JERUSALEM (AFP) - The skies over Gaza remained calm on the second day Tuesday of a 72-hour truce as negotiators in Cairo prepared to tackle the thorny issue of the Israeli blockade.
As Gaza's residents ventured out to try to piece together their battered lives, Israeli and Palestinian negotiators were to sit down for a second day of indirect talks aimed at finding a durable end to the five-week confrontation.
But a senior Israeli official said there had been no progress so far, telling AFP there was still a long way to go to reach an agreement to end the conflict, which erupted on July 8 when Israel launched military operations to halt cross-border rocket fire from Gaza.
The fighting has claimed the lives of 1,940 Palestinians, mostly civilians, and 67 people on the Israeli side, most of them soldiers.
"The gaps are still very wide. There has not been progress in the negotiations," the official said, speaking on condition of anonymity.
A first day of talks on Monday had lasted nearly 10 hours, a Palestinian official told AFP in Cairo, describing the negotiations as "serious" but saying Tuesday's meetings would be crucial.
Israel had insisted on the demilitarisation of Hamas, the de facto power in Gaza, but the Palestinians had refused, he said.
"(Tuesday's) meeting should be the most important," he said, adding that the talks would tackle core issues such as Israel's eight-year blockade of Gaza, which the Palestinians want lifted.
Negotiations were set to resume at around noon at the headquarters of Egypt's General Intelligence, which has brokered past ceasefires between Hamas and Israel. The Palestinians and Israelis sit in different rooms and never see each other, officials attending the talks said. Egyptian mediators shuttle between the delegations with proposals and counterproposals.
Hamas wants Israel to lift the blockade it imposed on Gaza in 2006 before it will stop rocket attacks. Israel has said it will only facilitate Gaza's reconstruction if the enclave is fully disarmed.
In the north of the tiny Gaza Strip, which has a crowded population of 1.8 million, several families could be seen picking through the rubble of their badly-damaged homes not far from the Erez crossing.
As residents of one apartment uncovered remains of a large missile, others outside brewed coffee on a fire made with paper and wood collected from the ruins. Some even brought breakfast, clearing a space to sit and eat among piles of rubble, broken furniture and twisted steel.

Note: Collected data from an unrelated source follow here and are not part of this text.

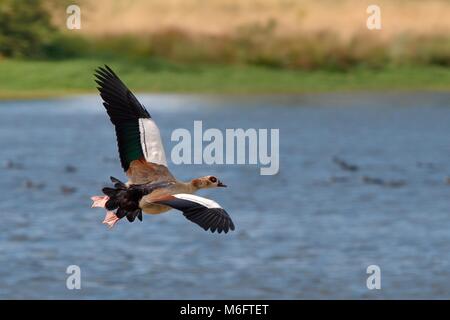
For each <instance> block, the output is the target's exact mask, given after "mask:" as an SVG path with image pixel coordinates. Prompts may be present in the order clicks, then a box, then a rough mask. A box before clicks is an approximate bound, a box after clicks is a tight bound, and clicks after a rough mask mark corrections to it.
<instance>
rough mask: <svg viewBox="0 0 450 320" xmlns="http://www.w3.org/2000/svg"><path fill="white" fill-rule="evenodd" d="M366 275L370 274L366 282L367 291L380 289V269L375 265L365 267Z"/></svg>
mask: <svg viewBox="0 0 450 320" xmlns="http://www.w3.org/2000/svg"><path fill="white" fill-rule="evenodd" d="M366 273H367V274H370V276H369V277H367V280H366V286H367V289H369V290H374V289H377V290H380V289H381V269H380V267H379V266H377V265H376V264H372V265H370V266H368V267H367V269H366Z"/></svg>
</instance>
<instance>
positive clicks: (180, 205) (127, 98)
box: [91, 65, 234, 233]
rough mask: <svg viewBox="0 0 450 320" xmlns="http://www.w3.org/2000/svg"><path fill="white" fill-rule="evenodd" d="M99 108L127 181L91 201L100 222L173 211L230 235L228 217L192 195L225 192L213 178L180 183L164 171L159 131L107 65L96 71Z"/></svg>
mask: <svg viewBox="0 0 450 320" xmlns="http://www.w3.org/2000/svg"><path fill="white" fill-rule="evenodd" d="M95 77H96V79H95V82H96V83H97V84H98V85H99V87H98V90H99V91H100V96H101V97H102V99H103V105H104V106H105V109H106V112H107V113H108V115H109V117H110V119H111V122H112V123H113V125H114V127H115V129H116V137H117V144H118V148H119V155H120V162H121V164H122V168H123V169H124V171H125V173H126V175H127V176H128V182H127V183H123V182H121V181H119V180H118V179H116V178H113V177H111V181H112V182H113V184H114V187H113V188H109V187H108V188H103V190H102V191H103V193H104V194H105V195H104V196H94V197H92V198H91V199H92V200H93V201H94V203H93V205H92V207H102V208H105V209H106V210H107V213H106V217H105V220H104V221H103V223H105V224H107V225H108V226H109V227H110V228H111V227H113V226H114V225H115V224H116V222H117V221H119V220H120V219H122V218H123V217H126V218H127V219H128V221H130V222H133V221H134V220H135V219H136V218H138V219H139V220H141V221H142V212H144V213H148V214H159V213H163V212H166V211H169V210H170V209H177V210H180V211H182V212H183V215H184V216H185V217H186V218H187V219H189V220H190V221H192V222H194V223H196V224H198V225H199V226H200V227H202V228H203V229H205V230H208V229H209V230H211V232H215V231H216V230H217V231H218V232H219V233H221V232H222V231H224V232H225V233H227V232H228V231H229V230H234V224H233V221H232V220H231V218H230V216H229V215H228V213H227V212H226V211H225V210H224V209H223V208H222V207H220V205H219V204H218V203H217V202H215V201H212V200H209V199H206V198H203V197H199V196H196V195H193V193H195V192H196V191H197V190H199V189H206V188H216V187H226V185H224V184H223V183H222V182H221V181H220V180H219V179H217V178H216V177H214V176H206V177H201V178H197V179H193V180H191V181H190V182H181V181H178V180H177V179H175V177H174V176H173V175H172V174H171V173H170V171H169V169H168V168H167V162H166V156H165V153H164V148H163V145H162V141H161V136H160V134H159V129H158V127H157V126H156V124H155V122H154V121H153V119H152V117H151V116H150V114H149V113H148V111H147V110H146V109H145V108H144V106H143V105H141V104H140V103H139V101H138V100H137V99H136V97H135V96H134V95H133V93H132V92H131V91H130V90H129V89H128V88H127V87H126V86H125V84H124V83H123V82H122V81H121V80H120V79H119V77H118V76H117V75H116V74H115V73H114V72H113V71H112V70H111V69H110V68H109V67H108V66H106V65H105V67H104V68H102V67H100V68H98V69H97V70H96V72H95Z"/></svg>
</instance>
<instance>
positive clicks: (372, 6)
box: [366, 4, 381, 30]
mask: <svg viewBox="0 0 450 320" xmlns="http://www.w3.org/2000/svg"><path fill="white" fill-rule="evenodd" d="M366 12H367V13H368V14H370V16H369V17H368V18H367V21H366V26H367V29H369V30H381V9H380V7H379V6H377V5H376V4H371V5H370V6H368V7H367V10H366Z"/></svg>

"Every day we come here, we sit a little and then we go," said Mr Mohamed Gamar, who is staying with relatives due to the overcrowding in UN schools where hundreds of thousands have sought refuge from the fighting.
Egypt, which brokered the three-day truce, has urged the warring sides to make every effort to reach "a comprehensive and permanent ceasefire".
Efforts to extend a similar 72-hour lull last week shattered after Hamas refused to hold its fire beyond the deadline, accusing Israel of refusing to lift the blockade.
Both sides said they were ready to resume hostilities if the talks failed again.
"In the case of Israeli procrastination or continued aggression, Hamas is ready with other Palestinian factions to resist on the ground," its exiled leader Khaled Meshaal told AFP in Doha at the weekend.
And Israeli Intelligence Minister Yuval Steinitz warned that without a reasonable outcome to the talks, there could be another ground operation in Gaza.
"Either there will be a reasonable resolution of the situation in Gaza, or, if the fire resumes, we will have to consider .. an expansion on the ground, overthrowing the Hamas authorities and the demilitarisation of Gaza by ourselves," Mr Steinitz told army radio.
Finance Minister Yair Lapid told AFP he was pushing for an international conference on Gaza's future that would involve regional players as well as Washington, the European Union and moderate Arab states such as Saudi Arabia.
"We think that Palestinian Authority president Mahmud Abbas should take control of Gaza and be active in its reconstruction," the minister told AFP.
Palestinian negotiators have expressed willingness to see the PA assume responsibility for Gaza's reconstruction and implement any deal signed in Cairo.
Israel has no direct dealings with Hamas, whose charter calls for the destruction of the Jewish state.
Meanwhile, Israel lashed out after the UN Human Rights Council named three experts who would be involved in an inquiry into its Gaza offensive.
Canadian international lawyer William Schabas, who will head the commission, is widely regarded in Israel as being hostile to the Jewish state over reported calls to haul Prime Minister Benjamin Netanyahu before the International Criminal Court.
"This commission's anti-Israeli conclusions have already been written, all it needs is a signature," railed foreign ministry spokesman Yigal Palmor.
The other two are Doudou Diene of Senegal, who has previously served as the UN's watchdog on racism, and Lebanese-born British lawyer Amal Alamuddin who is engaged to marry Hollywood star George Clooney.